Specifically, this photo makes us confront one of our most basic assumptions about sex and gender: that women have breasts and men have chests. If we can stare directly at a person's bare torso and be uncertain about which we see, then the line between the two really isn't all that sharp.

It is also telling that despite the model's apparent lack of breasts, the book chains have chosen to cover the journal because customers might mistake him for female. By this logic, a woman with a double mastectomy posing topless would be similarly censored. This would seem to indicate that we don't prohibit toplessness in women because women have breasts, but rather just because they are women. I can't decide if that's more fucked up, or just differently fucked up.

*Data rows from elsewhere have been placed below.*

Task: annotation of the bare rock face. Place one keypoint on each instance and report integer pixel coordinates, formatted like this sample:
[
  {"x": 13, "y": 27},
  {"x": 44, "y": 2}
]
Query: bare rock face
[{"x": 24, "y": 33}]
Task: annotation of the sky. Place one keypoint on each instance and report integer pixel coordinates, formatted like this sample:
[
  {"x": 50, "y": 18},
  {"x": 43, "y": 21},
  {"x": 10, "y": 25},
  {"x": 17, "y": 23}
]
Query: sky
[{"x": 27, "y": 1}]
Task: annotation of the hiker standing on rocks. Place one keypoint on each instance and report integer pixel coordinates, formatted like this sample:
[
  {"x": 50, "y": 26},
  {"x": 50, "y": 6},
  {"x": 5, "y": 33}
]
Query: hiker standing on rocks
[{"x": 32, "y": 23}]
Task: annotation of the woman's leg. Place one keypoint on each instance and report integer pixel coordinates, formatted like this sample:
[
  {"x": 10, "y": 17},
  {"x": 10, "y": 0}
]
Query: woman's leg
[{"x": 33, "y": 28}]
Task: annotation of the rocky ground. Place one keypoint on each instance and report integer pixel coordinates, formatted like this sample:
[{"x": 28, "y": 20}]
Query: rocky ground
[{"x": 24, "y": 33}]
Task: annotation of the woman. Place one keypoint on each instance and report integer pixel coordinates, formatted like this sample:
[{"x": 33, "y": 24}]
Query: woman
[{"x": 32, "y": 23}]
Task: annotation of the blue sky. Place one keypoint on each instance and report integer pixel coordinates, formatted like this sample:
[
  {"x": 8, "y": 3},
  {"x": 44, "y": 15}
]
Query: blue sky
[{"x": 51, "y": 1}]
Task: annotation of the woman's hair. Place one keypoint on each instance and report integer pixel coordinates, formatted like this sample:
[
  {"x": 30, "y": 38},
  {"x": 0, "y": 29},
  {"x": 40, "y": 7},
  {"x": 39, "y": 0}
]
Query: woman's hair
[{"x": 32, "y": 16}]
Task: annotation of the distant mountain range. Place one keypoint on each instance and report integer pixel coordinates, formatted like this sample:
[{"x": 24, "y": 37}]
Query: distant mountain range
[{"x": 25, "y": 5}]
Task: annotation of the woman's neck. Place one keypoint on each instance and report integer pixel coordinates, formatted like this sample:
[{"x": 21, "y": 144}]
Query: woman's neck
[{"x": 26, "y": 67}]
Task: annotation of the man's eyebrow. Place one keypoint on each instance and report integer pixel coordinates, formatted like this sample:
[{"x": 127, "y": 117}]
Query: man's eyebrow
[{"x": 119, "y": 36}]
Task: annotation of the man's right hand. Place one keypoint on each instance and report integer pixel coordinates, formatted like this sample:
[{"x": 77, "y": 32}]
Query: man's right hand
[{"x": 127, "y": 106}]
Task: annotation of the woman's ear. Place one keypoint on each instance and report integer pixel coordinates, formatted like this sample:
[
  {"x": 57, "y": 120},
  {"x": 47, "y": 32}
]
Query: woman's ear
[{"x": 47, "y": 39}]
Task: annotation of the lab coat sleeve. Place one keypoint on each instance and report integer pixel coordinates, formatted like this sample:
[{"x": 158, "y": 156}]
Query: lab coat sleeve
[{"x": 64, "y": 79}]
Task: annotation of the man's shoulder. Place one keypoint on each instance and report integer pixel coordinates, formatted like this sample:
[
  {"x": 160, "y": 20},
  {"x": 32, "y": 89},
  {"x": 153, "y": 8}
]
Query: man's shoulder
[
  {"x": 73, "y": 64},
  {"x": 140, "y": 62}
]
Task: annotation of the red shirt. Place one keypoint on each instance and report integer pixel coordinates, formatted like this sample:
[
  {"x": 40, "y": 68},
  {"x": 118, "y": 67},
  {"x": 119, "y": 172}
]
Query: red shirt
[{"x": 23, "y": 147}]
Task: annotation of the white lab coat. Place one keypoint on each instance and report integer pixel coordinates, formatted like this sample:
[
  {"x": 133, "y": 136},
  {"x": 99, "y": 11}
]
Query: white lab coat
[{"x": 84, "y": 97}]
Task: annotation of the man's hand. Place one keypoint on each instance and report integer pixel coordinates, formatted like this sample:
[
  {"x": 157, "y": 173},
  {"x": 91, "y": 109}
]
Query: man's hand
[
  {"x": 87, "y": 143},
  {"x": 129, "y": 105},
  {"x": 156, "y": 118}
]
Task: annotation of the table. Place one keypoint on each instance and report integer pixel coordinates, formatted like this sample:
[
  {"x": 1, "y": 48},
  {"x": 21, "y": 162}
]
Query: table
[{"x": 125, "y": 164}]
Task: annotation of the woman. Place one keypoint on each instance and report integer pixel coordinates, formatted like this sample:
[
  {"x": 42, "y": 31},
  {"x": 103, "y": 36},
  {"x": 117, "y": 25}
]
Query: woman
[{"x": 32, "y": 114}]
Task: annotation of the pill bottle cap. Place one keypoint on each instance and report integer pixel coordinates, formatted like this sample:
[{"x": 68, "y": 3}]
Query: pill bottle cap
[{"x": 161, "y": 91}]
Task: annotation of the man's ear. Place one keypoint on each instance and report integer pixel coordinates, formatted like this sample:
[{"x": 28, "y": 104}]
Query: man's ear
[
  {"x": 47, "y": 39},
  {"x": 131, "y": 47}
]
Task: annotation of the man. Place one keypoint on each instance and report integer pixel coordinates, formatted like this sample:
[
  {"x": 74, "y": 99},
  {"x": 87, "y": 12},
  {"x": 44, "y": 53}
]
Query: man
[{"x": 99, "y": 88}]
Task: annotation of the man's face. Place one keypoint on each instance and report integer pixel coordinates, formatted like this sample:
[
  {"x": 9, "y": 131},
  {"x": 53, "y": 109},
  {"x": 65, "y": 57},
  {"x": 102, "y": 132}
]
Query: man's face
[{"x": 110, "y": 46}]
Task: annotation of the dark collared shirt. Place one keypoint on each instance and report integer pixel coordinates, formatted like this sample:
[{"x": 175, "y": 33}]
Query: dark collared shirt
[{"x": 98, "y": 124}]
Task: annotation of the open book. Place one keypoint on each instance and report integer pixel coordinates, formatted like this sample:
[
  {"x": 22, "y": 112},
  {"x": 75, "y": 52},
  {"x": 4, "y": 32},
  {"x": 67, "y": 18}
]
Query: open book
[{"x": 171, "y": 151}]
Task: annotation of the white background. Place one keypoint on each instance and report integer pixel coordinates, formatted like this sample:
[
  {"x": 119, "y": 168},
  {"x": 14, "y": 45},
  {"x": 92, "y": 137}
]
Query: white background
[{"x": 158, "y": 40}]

*A term which can be problematic.

2 comments:

  1. I think the biggest problem for me is that Americans are still viewing breasts as sex organs. In Europe, women can breastfeed in public without getting dirty looks. Breasts can be shown on TV. It's just NOT THAT BIG OF A DEAL. Breasts are for food. Their role in sexual arousal is pretty similar in both men and women, so if female nipples are taboo, male nipples should be, too. Censoring breasts is like censoring cow udders. Get over it, people.

    ReplyDelete
  2. "It is also telling that despite the model's apparent lack of breasts, the book chains have chosen to cover the journal because customers might mistake him for female. By this logic, a woman with a double mastectomy posing topless would be similarly censored. This would seem to indicate that we don't prohibit toplessness in women because women have breasts, but rather just because they are women."

    I think you're largely correct. Women belong to the sex class. Women can be considered erotic doing almost anything (see the "scandal" involving Jessica Valenti's photo with Bill Clinton), and a *topless* woman is just over the top.

    I will, however, dispute the claim that Americans view breasts as sex organs while Europeans view breasts mainly as tools for breastfeeding. My experience in France and Switzerland was quite to the contrary where women's breasts were given just as much sexual attention as in the US. It may *also* be true that public breastfeeding is more accepted in parts of Europe than it is in the US, but it doesn't follow that Europeans have desexualized breasts more than Americans. If anything, I found that the greater French acceptance of sexuality (compared to the US) allowed women to be even more sexualized as there were fewer barriers. I don't advocate that France should adopt American standards, but I think it's too easy to say that "things are better in Europe" without interrogation.